I was able to get this script running fine by simply changing the step size to 2e-6 (it's running now. If things go wrong later on I can let you know). Of course, when you start using true material properties for your particles, this step size may need to be further adjusted. Keep in mind that large E, large CoR and small particle size make the simulation more challenging, and require smaller step sizes. I would guess if you use true material properties for everything in the simulation, then maybe 1e-6 is a good step size to start playing around.
A few comments:
1. You generally just need the verbosity level to be at INFO. If it is at STEP_METRIC, it will try to check if contact pairs are mapped normally between 2 consecutive contact detections but this is usually not needed, and costs time.
2. I saw a warning in the output: a particle may have 0 mass or MOI. This is because your MOI is super small in the simulation (~1-13). It appears to be fine in this case, but you can also consider using a different underlying unit system so the numerics are not so small for masses and MOIs. This is perhaps a minor issue.

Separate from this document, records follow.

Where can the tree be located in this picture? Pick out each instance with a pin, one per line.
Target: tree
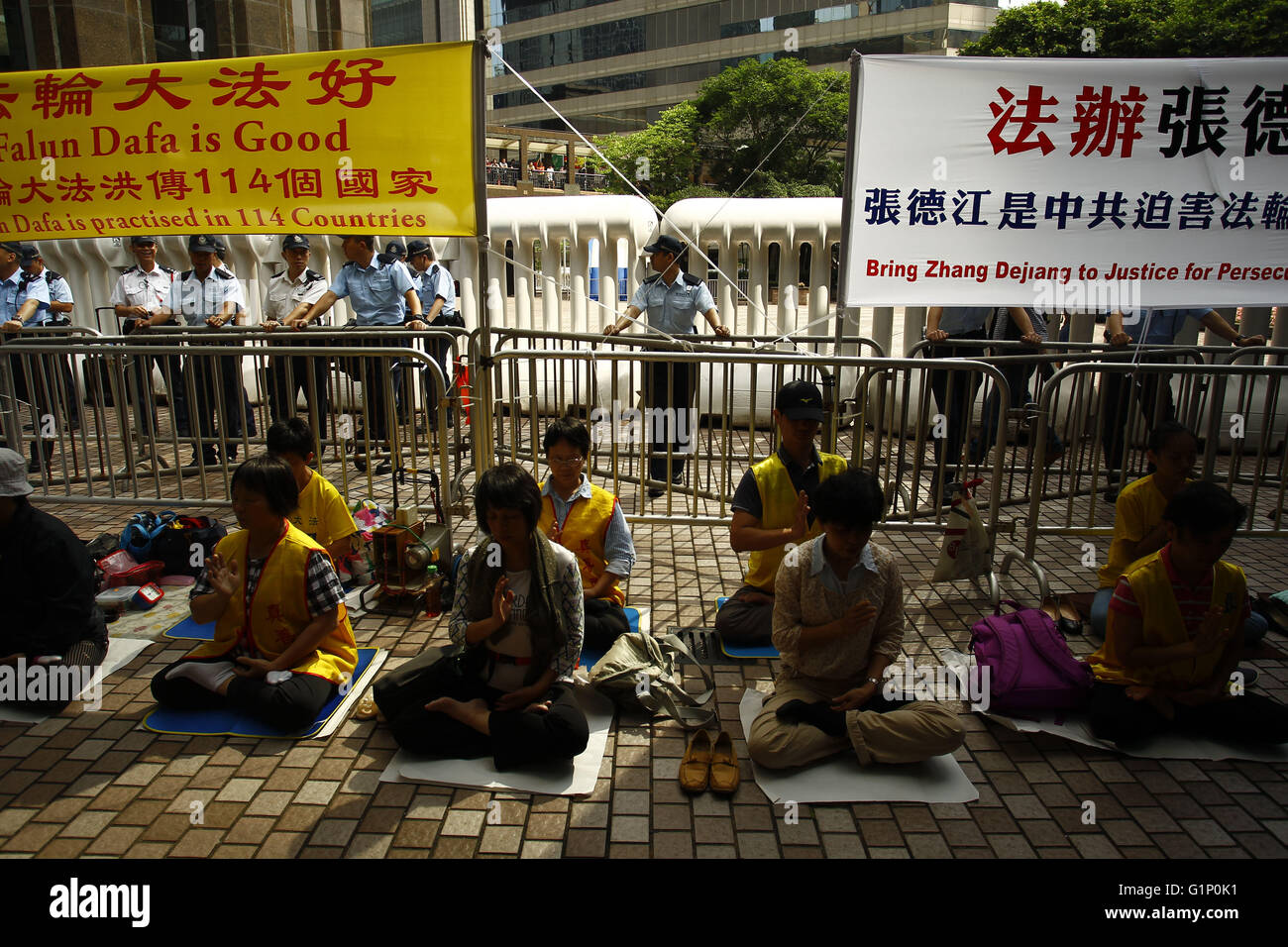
(761, 129)
(1138, 29)
(780, 118)
(660, 158)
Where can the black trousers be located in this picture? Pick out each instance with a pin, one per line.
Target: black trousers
(1153, 397)
(290, 706)
(954, 395)
(518, 737)
(1247, 719)
(287, 376)
(605, 620)
(669, 388)
(219, 388)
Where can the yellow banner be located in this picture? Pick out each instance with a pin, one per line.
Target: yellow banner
(359, 141)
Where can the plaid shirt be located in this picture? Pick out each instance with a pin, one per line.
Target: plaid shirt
(323, 586)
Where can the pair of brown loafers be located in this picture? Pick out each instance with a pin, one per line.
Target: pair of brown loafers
(706, 766)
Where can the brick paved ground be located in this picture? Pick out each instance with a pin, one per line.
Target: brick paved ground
(93, 784)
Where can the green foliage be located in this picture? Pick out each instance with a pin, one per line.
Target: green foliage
(1138, 29)
(728, 136)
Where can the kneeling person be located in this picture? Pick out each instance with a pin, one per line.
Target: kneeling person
(838, 622)
(282, 638)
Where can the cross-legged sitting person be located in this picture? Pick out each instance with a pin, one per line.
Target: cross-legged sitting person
(1172, 639)
(518, 617)
(589, 522)
(282, 642)
(772, 509)
(838, 622)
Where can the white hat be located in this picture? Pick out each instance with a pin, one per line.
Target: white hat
(13, 474)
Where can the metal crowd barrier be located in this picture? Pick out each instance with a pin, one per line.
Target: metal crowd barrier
(124, 442)
(1243, 442)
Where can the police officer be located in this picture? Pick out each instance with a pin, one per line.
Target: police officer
(60, 304)
(24, 302)
(291, 294)
(138, 291)
(673, 300)
(381, 292)
(210, 295)
(437, 291)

3. I suppose you originally got a "too many contacts per sphere" error, and simply changed the tolerance in your subsequent simulations. Usually you do not need to change that threshold: Each sphere having on average more than 100 contacts is indeed strange, don't you think? That is common if the physics went bad in the simulation, and the whole system diverged. Having an error indicating particles moving at a velocity higher than the threshold is also likely linked to it (but this can depend on your unit system: for example the default threshold is 1000, but if your particles are moving at 1000mm/s then perhaps it is not abnormal, and you may want to manually change the threshold). You usually change the physics to make the simulation run, not the thresholds.